She’s been described as Mark Zuckerberg’s most valuable friend, the key cog in the vast machinery of Facebook that makes everything else work. The one person without whom Facebook would have never gotten this close to an IPO, a woman who helped propel Mark Zuckerberg’s social experiment into a juggernaut.
Forget the question of why there are no women on Facebook’s board, how could Sheryl Sandberg not be?
Gobsmacked as I am at her omission, and recognizing that this may have been a severe pain point (see conversation recounted in the New Yorker article), there is a piece of me that is grateful that this position of influence has, thus far, been denied Ms. Sandberg. Because I have to wonder if her 2010 TEDWomen talk — a talk that has rallied this current generation of career women to step up and “own their success” – would have been given if Ms. Sandberg already had a seat at the table.
Sylvia Ann Hewlett suggests that Ms. Sandberg's pedal-to-the-metal rhetoric underestimates what a slog success would be without the bevy of powerful mentors (eg, Larry Summers) and credentials (eg, Harvard) that have benefited her career. Even so, if I were in her shoes, I would question why I wasn’t on the board. Did she need to be smarter, credentialed, or prettier? Or had she finally come face-to-face with bias? Either way, if Ms. Sandberg had already been admitted to the inner sanctum, could she have given a speech encouraging aspiring women everywhere to reach with all their might for the brass rings that have long been handed to male executives?
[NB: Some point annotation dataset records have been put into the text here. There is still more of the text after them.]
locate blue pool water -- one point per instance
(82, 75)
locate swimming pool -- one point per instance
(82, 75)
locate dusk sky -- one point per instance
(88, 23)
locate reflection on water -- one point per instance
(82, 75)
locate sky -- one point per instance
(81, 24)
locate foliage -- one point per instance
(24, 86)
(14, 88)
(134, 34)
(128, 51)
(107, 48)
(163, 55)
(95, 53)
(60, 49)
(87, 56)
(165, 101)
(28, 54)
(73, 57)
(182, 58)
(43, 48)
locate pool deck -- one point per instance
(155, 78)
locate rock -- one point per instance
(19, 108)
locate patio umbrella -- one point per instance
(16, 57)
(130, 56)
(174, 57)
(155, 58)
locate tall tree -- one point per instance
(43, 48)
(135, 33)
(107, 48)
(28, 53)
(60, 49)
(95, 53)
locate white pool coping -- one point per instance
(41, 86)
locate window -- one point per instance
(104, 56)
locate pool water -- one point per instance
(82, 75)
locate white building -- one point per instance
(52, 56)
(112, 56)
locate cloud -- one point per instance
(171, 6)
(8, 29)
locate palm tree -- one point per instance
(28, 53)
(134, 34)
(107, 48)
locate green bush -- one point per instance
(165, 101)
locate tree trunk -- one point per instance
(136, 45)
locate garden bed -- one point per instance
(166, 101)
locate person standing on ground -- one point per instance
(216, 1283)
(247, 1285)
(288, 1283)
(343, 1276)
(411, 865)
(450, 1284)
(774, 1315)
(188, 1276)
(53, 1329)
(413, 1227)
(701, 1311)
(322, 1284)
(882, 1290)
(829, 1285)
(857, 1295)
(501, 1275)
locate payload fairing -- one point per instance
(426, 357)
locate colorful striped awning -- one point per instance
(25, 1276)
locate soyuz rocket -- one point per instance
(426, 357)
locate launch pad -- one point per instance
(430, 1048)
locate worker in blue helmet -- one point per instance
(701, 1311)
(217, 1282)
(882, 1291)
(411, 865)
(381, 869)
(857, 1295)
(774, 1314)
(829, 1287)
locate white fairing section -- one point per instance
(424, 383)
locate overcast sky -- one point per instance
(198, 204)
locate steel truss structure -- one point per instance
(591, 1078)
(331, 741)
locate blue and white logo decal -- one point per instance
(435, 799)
Would her impassioned speech have had as much power and resonance if it didn’t come from her own place of sorrow at being denied a very significant seat?
From my experience, out of the deepest sorrow emerges our greatest strength and contribution.
Take Clayton Christensen for example, the NY Times bestselling author of The Innovator’s Dilemma: I wonder if his speech (now a book) “How Will You Measure Your Life?,” would have the same poignancy or even urgency, had he not suffered the blow of a heart attack, late-stage cancer, and a stroke?
What of Eunice Kennedy Shriver, the founder of the Special Olympics, a woman of tremendous wealth and privilege? Would she have started the Special Olympics had she not witnessed her mentally retarded sister Rosemary treated with what Shriver described as “unbearable rejection”? Or if she hadn’t personally “experienced the sting of rejection as a woman who was told that the real power was not for her.” Meanwhile John Kanzius sought to find a cure for cancer, not just because he was denied health, but because of the pain he saw in the eyes of children being denied theirs.
Reflecting on my own journey of writing Dare, Dream, Do, some of the richest narrative, the most deeply felt moments are those that have come from personal sorrow and struggles, my own and others. This book was born not from prolonged days of splendor in the sunshine but rather through the struggle of a blustery, sleet-filled winter. As we wrestle with the losses in our lives, the disappointments and moments of cosmic unfairness, we often make our greatest contribution.
Some may call this matter of a board seat frivolous. I would argue empathy does not discriminate. Others may say that compared with the heroic feats of beating back cancer, Sheryl Sandberg’s rallying cry for women is rather pedestrian. However, if we concur with the Dalai Lama's view that the “world will be saved by Western Women,” then encouraging women to not only enter the room, but to “occupy a chair” and sit at the table is of paramount importance.
It’s time for Mark Zuckerberg to put a face, if not two or three, on the women of the world. And yes, it should be Sheryl Sandberg in the room — at the table. But I’m grateful that during the time she remains without that seat, she reminds us that, despite our efforts, obstacles remain, even as she has empowered us to enter the room, sit at the table, and chair our lives.